Visitors column – R.C. Upadhyaya writes on pension issues to the Chairperson of SBI:



Himself belonging to SBI as a top executive before he retired as a General Manager, Ramchandra Upadhyaya is thoroughly conversant with different dimensionImage result for Indian pensioners of pension issues. He stands committedly harnessed to the task of pursuing this issue with different channels serving the noble cause of thousands of the retiree pensioners, the latest being an important and much meaningful a letter he addressed to the Chairperson of State Bank of India and that is reproduced below  verbatim for the benefit and use of the readers:  

Letter to Chairperson of SBI

On Sun, Jun 28, 2015 at 3:54 PM, Ramachandra Upadhyaya<ramachandrapp@gmail.com> wrote:

My dear Friends,

I forward copy of an email addressed to the Chairperson, the contents f which are self-explicit. I wish more and more persons send similar messages to the Chairperson so that she would come to know the extent of sufferings all of us are undergoing.

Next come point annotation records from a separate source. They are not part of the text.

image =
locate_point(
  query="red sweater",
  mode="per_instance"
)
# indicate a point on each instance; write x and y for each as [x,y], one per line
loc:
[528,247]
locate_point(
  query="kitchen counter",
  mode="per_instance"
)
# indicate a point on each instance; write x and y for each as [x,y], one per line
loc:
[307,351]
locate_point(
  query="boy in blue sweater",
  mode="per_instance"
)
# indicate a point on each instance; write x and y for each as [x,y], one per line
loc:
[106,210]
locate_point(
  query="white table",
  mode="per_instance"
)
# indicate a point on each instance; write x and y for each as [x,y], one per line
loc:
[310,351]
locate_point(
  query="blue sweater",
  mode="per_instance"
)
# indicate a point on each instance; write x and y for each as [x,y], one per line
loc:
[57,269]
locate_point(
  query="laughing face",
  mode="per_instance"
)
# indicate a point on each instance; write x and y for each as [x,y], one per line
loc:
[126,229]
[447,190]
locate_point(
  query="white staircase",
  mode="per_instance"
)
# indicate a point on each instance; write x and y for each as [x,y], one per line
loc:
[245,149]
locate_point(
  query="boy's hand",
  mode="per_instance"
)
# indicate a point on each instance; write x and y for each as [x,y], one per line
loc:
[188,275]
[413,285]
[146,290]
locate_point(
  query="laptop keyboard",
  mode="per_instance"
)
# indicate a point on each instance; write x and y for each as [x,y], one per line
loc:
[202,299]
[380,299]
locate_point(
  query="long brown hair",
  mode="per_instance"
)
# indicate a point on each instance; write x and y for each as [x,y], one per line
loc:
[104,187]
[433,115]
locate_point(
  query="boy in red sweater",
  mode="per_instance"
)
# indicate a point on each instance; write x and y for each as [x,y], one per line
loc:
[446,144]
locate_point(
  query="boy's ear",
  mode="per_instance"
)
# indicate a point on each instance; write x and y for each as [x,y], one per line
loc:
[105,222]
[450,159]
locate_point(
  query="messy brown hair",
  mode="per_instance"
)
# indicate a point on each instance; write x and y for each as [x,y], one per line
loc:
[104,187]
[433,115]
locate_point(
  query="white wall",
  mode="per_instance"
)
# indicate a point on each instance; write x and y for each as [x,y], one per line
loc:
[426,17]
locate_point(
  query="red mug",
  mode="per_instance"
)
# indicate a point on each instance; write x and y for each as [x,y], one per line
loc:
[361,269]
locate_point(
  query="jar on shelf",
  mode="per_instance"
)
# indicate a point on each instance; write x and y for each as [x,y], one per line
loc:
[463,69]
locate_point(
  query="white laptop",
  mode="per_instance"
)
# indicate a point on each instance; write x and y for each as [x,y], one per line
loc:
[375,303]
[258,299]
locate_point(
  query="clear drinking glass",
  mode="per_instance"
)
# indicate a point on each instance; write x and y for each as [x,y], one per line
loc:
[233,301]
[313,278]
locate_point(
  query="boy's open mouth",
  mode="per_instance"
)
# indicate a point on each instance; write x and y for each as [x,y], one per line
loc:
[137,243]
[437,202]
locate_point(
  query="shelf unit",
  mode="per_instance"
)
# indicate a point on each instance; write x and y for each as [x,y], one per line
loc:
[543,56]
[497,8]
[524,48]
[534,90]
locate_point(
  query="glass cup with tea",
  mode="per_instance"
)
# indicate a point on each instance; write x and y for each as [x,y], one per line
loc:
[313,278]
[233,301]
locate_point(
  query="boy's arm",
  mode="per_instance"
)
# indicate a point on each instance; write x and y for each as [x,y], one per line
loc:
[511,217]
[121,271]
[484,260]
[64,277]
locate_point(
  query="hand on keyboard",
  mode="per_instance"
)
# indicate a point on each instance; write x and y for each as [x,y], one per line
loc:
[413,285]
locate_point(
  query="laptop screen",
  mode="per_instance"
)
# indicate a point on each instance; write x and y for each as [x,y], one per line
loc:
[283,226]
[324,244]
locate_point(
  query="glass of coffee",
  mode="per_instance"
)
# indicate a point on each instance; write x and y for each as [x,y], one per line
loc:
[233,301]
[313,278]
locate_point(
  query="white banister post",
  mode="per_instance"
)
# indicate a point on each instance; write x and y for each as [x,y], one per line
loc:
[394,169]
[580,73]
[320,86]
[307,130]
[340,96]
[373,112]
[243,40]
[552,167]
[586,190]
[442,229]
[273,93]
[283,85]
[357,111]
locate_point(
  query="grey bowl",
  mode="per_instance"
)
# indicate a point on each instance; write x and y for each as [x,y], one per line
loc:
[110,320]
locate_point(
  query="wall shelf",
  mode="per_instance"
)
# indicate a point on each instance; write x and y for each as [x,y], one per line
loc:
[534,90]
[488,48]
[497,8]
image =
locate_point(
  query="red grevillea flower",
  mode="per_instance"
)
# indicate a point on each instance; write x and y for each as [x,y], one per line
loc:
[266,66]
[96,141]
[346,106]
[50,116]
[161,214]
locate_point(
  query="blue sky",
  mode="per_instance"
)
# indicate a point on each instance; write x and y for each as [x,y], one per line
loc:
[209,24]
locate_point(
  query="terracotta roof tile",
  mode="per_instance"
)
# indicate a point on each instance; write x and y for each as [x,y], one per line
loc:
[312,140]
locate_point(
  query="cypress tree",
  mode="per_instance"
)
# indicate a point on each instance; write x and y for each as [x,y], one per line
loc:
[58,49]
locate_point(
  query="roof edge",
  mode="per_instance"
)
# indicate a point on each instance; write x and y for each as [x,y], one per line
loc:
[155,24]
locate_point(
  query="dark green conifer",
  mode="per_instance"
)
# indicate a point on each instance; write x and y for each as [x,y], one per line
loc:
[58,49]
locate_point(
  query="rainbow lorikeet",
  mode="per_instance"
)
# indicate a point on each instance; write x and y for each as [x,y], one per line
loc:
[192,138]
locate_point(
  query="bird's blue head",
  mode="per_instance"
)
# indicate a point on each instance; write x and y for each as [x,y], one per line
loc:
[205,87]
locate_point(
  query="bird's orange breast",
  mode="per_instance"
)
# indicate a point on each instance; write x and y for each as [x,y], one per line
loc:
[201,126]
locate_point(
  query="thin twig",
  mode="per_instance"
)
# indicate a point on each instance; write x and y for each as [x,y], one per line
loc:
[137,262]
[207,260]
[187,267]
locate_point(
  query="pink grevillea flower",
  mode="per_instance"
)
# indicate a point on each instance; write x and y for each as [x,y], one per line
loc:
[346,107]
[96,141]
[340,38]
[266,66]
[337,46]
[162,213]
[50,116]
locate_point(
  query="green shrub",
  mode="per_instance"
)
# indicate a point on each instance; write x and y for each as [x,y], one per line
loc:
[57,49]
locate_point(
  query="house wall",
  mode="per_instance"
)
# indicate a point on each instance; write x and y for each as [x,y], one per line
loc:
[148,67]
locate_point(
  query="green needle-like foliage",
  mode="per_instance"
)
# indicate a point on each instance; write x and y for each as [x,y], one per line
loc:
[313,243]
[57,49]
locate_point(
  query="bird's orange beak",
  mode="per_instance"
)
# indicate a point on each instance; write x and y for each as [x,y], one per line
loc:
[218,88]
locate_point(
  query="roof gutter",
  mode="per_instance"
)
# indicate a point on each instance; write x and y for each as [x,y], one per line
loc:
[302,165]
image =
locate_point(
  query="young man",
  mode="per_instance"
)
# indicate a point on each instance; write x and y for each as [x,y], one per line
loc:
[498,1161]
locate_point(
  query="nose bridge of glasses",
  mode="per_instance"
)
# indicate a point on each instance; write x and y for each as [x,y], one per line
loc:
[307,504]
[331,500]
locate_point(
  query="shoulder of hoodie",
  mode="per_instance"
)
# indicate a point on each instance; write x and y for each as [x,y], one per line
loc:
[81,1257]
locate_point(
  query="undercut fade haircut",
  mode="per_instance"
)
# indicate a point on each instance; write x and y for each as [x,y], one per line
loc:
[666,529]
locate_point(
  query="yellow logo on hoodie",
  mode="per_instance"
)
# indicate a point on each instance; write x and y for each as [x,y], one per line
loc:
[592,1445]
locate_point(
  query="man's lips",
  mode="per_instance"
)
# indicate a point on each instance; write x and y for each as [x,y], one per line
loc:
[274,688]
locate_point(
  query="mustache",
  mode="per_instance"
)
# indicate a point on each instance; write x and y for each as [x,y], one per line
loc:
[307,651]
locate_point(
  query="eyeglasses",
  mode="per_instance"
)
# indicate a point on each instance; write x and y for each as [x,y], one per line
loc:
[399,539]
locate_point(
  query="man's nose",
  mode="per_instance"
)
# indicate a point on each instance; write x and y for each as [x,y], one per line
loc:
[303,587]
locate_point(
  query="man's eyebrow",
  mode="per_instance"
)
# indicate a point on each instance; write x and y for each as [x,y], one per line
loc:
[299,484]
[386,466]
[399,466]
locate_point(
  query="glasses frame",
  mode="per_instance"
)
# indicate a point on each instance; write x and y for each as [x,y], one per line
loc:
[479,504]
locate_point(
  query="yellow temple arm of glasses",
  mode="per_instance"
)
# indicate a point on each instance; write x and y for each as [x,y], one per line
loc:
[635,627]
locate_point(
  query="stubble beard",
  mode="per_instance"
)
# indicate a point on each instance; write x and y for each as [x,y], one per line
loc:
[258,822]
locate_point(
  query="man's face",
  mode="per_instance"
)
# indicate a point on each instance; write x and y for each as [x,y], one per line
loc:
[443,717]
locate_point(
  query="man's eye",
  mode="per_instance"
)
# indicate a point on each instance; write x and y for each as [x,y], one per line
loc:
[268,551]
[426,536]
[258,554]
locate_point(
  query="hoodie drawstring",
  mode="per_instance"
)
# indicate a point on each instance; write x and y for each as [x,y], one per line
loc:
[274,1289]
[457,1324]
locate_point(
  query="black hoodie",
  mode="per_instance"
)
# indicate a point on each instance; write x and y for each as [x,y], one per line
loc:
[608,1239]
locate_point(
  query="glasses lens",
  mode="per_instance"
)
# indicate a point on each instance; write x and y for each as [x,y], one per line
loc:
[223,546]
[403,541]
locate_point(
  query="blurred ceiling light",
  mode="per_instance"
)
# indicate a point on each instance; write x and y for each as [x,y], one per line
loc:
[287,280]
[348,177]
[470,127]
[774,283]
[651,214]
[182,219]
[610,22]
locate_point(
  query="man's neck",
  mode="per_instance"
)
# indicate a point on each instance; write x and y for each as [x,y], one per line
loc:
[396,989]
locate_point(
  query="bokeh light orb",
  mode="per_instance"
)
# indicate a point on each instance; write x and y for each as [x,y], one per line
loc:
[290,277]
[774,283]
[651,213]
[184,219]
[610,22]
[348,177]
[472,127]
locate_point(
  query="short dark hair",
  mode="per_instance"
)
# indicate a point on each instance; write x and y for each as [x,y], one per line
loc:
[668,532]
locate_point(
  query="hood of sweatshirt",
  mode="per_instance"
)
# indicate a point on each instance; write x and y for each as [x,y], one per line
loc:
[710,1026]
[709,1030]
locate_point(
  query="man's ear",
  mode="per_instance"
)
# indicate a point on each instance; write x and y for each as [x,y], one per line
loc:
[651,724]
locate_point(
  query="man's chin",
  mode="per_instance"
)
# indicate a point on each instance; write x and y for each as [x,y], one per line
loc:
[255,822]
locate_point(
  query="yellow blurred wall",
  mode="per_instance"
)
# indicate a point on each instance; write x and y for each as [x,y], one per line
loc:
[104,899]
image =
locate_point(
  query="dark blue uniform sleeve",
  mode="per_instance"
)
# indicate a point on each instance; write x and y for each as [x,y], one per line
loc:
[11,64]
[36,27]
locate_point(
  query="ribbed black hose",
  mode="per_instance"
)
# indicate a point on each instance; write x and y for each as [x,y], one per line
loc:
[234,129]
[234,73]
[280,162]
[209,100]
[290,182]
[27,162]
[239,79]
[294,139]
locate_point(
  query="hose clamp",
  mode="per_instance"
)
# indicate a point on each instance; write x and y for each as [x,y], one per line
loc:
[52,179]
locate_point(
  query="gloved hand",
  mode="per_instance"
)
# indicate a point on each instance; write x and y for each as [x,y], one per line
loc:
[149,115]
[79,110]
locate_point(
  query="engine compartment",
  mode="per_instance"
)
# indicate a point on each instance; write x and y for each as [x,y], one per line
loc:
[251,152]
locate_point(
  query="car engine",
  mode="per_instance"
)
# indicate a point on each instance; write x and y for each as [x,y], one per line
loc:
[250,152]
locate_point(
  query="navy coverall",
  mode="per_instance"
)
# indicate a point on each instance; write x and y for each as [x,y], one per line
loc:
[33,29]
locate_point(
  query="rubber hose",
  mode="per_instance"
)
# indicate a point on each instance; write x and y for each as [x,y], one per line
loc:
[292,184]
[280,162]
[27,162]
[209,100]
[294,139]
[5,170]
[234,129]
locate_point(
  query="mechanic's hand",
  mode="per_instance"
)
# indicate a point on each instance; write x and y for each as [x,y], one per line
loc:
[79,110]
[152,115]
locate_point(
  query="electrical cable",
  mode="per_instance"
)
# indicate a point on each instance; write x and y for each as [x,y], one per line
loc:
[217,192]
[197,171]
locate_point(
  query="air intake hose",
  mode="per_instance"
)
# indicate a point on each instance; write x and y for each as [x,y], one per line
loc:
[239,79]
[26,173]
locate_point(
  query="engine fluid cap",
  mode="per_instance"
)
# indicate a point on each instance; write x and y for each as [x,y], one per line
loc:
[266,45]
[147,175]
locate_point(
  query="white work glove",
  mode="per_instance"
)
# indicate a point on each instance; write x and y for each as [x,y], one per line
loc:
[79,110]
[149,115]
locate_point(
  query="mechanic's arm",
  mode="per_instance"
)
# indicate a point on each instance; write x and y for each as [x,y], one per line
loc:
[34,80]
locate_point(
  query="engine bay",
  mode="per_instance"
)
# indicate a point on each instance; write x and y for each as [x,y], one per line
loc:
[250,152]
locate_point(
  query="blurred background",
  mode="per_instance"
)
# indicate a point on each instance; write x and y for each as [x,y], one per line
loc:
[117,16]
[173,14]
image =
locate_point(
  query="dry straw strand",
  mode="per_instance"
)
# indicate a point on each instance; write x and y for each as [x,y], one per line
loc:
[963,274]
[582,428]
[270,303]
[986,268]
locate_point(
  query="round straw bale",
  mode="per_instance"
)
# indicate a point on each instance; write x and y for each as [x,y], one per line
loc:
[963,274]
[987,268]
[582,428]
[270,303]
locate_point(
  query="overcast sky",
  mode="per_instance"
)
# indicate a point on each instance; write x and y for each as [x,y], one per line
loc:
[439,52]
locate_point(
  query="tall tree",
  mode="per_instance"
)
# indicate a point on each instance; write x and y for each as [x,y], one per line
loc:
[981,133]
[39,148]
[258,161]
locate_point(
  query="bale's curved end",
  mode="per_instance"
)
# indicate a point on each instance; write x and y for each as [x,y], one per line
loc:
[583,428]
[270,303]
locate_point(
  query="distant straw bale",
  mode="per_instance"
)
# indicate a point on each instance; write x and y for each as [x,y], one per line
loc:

———- Forwarded message ———-
From: Ramachandra Upadhyaya <ramachandrapp@gmail.com>
Date: Sun, Jun 28, 2015 at 3:45 PM
Subject: Pension Anomalies in SBI
To: chairman@sbi.co.in

28th June, 2015

Madam,

GRIEVANCE-NON-PAYMENT OF PENSION

Non-payment of pension to about 32, 000 employees of SBI, whose salaries and allowances were revised on 1.11.97/1.4.98,hereinafter referred to as the RETIREES for over a decade and a half        

I would request you to reflect for a while on the unconscionable injustice heaped on the hapless, well meaning RETIREES, in the matter of pension payable, as per their Service condition, in return for the self-less service rendered by them in the past to the Bank over a long period. To facilitate in your introspection, which would give you an idea of the extent of callous indifference that has permeated in SBI over the years, especially in moral values, I give below brief account of the sufferings of the RETIREES caused by the ineptitude /cruel acts of the Bank’s management.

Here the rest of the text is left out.